At least 681 youth were homeless in Metro Vancouver in April.
That number was found during the first-ever count of homeless people aged 13 to 24 in the region. The Youth Homelessness Count, released Thursday, was conducted by the BC Non-Profit Housing Association on behalf of Metro Vancouver (regional district).
The count used a different methodology than the general homeless counts conducted every three years. Rather than have volunteers fan out across Lower Mainland cities, counters surveyed young people at youth centres, high schools and shelters, as well as collecting statistics from service providers.
This approach allowed the team to find a more accurate number, “because we know that youth are often part of a hidden population,” said Lorraine Copas, chair of the Metro Vancouver Homelessness Partnering Strategy community advisory board.
The majority of respondents (74 per cent) were couch surfing or staying in a shelter, transition home, detox centre or recovery house.
Most of the 681 youths were living in one of three Metro Vancouver areas: Vancouver (349), Surrey (106) or the North Shore (64). But Copas said there is likely more of an undercount in cities, such as Burnaby, where there are fewer service providers able to connect with homeless youth.
New Westminster: 33
The 2016 census found only two per cent of people in Vancouver identified as First Nations, Inuit or Metis, but 42 per cent of homeless youth are Indigenous, according to the report.
“The count shows that Indigenous people continue to be disproportionately affected by homelessness,” said Joanne Mill, executive director of the Fraser Region Aboriginal Friendship Centre Association, in a press release. “We’re starting to get a clearer picture of the unique struggles facing young people.”
Mills said the count “is a step in the right direction to figuring out how we can tackle homelessness across the region.”
Youth who identified as lesbian, gay, transgender, queer or two-spirit accounted for 26 per cent of those counted.
Copas said there are a myriad of situations that lead to a young person finding themselves without a stable home, but family breakdowns and youth aging out of care are very prevalent among the population surveyed.
More than half of the youth said “family breakdown” led to their homelessness.
Most surveyed said they had been in the foster care system at some point.

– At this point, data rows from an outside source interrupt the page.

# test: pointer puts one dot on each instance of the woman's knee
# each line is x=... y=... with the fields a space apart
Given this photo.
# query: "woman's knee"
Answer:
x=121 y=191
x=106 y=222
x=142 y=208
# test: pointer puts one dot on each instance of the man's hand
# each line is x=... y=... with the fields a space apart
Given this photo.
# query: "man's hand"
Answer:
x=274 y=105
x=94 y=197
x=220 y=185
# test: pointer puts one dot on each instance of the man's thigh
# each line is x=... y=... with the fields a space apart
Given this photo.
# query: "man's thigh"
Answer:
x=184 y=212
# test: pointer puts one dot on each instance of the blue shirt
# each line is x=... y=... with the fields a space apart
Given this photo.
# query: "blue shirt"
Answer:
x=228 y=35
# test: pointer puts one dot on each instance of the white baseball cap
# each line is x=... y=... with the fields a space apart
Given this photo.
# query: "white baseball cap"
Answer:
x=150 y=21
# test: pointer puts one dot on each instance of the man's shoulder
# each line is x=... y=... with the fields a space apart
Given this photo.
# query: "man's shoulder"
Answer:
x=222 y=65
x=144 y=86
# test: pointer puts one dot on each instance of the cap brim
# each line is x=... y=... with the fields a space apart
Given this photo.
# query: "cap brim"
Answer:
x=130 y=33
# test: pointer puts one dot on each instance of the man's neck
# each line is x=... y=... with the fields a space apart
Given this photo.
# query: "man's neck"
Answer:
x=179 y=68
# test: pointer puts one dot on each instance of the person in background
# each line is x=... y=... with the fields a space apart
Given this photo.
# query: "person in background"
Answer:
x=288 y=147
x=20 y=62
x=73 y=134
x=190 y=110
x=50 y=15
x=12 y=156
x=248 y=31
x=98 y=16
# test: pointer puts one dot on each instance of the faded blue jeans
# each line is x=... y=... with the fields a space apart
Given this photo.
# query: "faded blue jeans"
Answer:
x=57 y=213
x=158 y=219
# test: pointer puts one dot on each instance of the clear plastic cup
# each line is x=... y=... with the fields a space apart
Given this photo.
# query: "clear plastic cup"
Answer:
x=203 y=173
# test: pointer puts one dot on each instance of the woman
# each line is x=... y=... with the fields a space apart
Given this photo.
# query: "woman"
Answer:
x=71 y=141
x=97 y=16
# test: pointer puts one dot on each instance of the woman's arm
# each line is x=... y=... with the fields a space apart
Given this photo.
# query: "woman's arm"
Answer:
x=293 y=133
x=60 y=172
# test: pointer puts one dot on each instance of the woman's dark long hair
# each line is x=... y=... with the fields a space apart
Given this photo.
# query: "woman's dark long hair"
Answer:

The report recommended raising the age at which youth age out of care (currently 19).
“In a traditional family, many families would still have their kids staying at home at age 19, 20, 21, 22 – they would be fully supported,” Copas said. “And so what is it about a youth in the foster care system that’s ready for full independence at age 19? And what’s that look like in a market where there is no housing, where you can’t produce a landlord reference, where the rents are so high?
“It’s a vicious cycle.”
Copas said there has been no indication the provincial government will raise the age.
“I think there’s awareness, but there hasn’t been movement,” she said.
Copas also highlighted the fact that nearly one in five youth in the survey said they were employed at the time. She said this is an important reminder that “they’re doing the best that they can with what they’ve been given and I think, as a society, part of our role is to help any youth realize their full potential.”
“Once you hear that people have a full-time or part-time job and they’re doing their best but they still can’t get in, you start to realize that is a true sign of system failure because some things aren’t working.”